The greatest risk for these leveraged investments is their funding cost, which is linked to the FED Funds rate. Presently, the market is pricing a peak FED rate of 2.75% to be reached in June 2023, essentially when the Yield Curve projected recession should start. To the extent this is true, you can dip your toe; but if the FED has a lot more to do, these investments will be reducing their payouts.
Not to kick the “inflation is transitory” crowd when they are down, but I think we can finally agree that there is palpable CPI inflation. Moreover, I think most will agree that a continuation of at least 4% is baked in the cake, if only because:
- Owner’s Equivalent Rent (OER), one third of CPI, lags six-to-nine-months behind Shiller’s housing price index. (Up 19% last year.)
- The cost of energy (as an input) has yet to flow through to the many goods that require fossil carbon. (Up 54% YTD.)
The “recession is coming” pundits argue that CPI inflation exceeding wage inflation will dampen consumer demand and rapidly reduce real GDP. This seems to be what the Yield Curve is contemplating.
But since stocks are priced in “nominal” terms, not “real” terms, they can still increase in such an environment. I would not be surprised, therefore, if “real” GDP comes in flat to negative, but “nominal” GDP (real plus inflation) runs north of 5%.
This is where the rubber meets the road for long-term interest rates; and why one should not be so sanguine about longer-term rate risk.
The old rule was that -aventurine line- ten-year rates follow -azurite line- nominal GDP; and there is an entire MBA course offering fundamental support for this concept. Larry Summers has opined that the FED has stumbled into “stagflation”, where real growth is close to zero, yet inflation remains elevated.
If this is the case, the UST 10yrs should have no problem kissing the 3.25% high reached in October 2018 when nominal GDP last nudged over 5.0%.
As I have noted (often) since the implementation of Quantitative Easing (QE), over the course of 5,000 years of human history, there is no record of the Sovereign printing the coin of the realm (shiny rocks or fiat currency) at a faster pace than the growth of the real economy without inflation.
While the timing can be imperfect, the conclusion is a certainty.
A Central Bank can create inflation if they try hard enough, and let’s be clear, there has been massive inflation over the past decade in financial assets which has widened wealth disparity and fed our disruptive politics.
The FED printed a ‘haystack’ of money, which finally met the ‘match’ of excessive Fiscal spending and set ablaze a CPI fire storm.

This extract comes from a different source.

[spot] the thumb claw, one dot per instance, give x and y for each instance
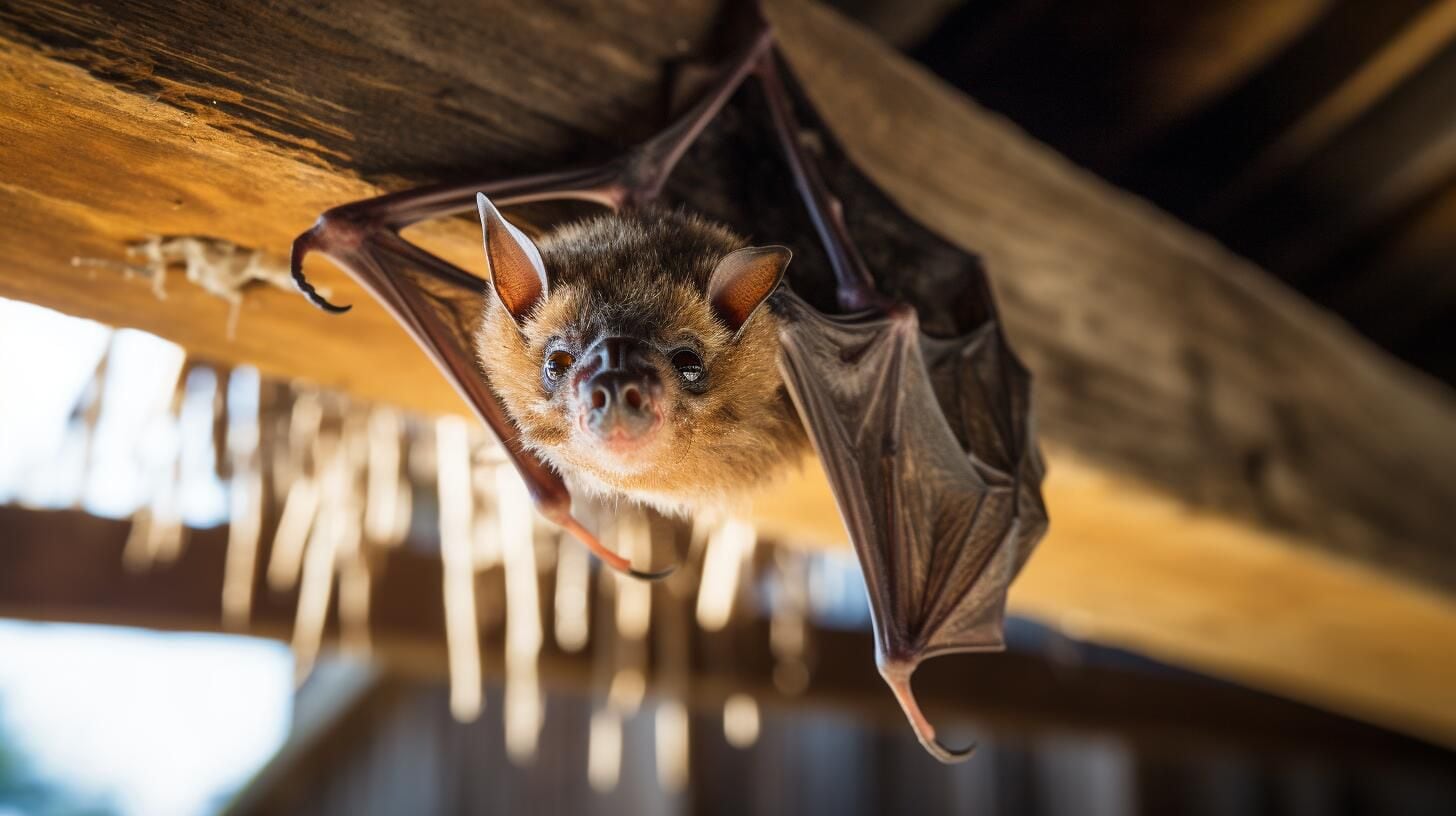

For whatever the reason, the FED missed the offramp for QE and ZIRP (Zero Interest Rate Policy) last year; and is now praying to not repeat 1987.
Long-term US rates at ~2.50% are not consistent with ~5% inflation unless the FED invokes Yield Curve Control (YCC). More bothersome is that the SPX at 4575 (and VIX at 20) is not sustainable if an inflation cooling recession harkens.
An inverted Yield Curve never ends well, and option prices are way too low for a FED backed into a corner while the Russians are testing their nukes.
The FED is talking tough, but it is unclear if they have the nerve to pull out their hammer and jam the square peg into the round hole; too often that breaks the entire toy.
Short convexity is always found lurking near the scene of the crime. What I can advise for sure is to cover in any explicit or implicit option shorts. Better still, seek ways to add positive convexity to your portfolio.
Remember: For most investments, sizing is more important than entry level.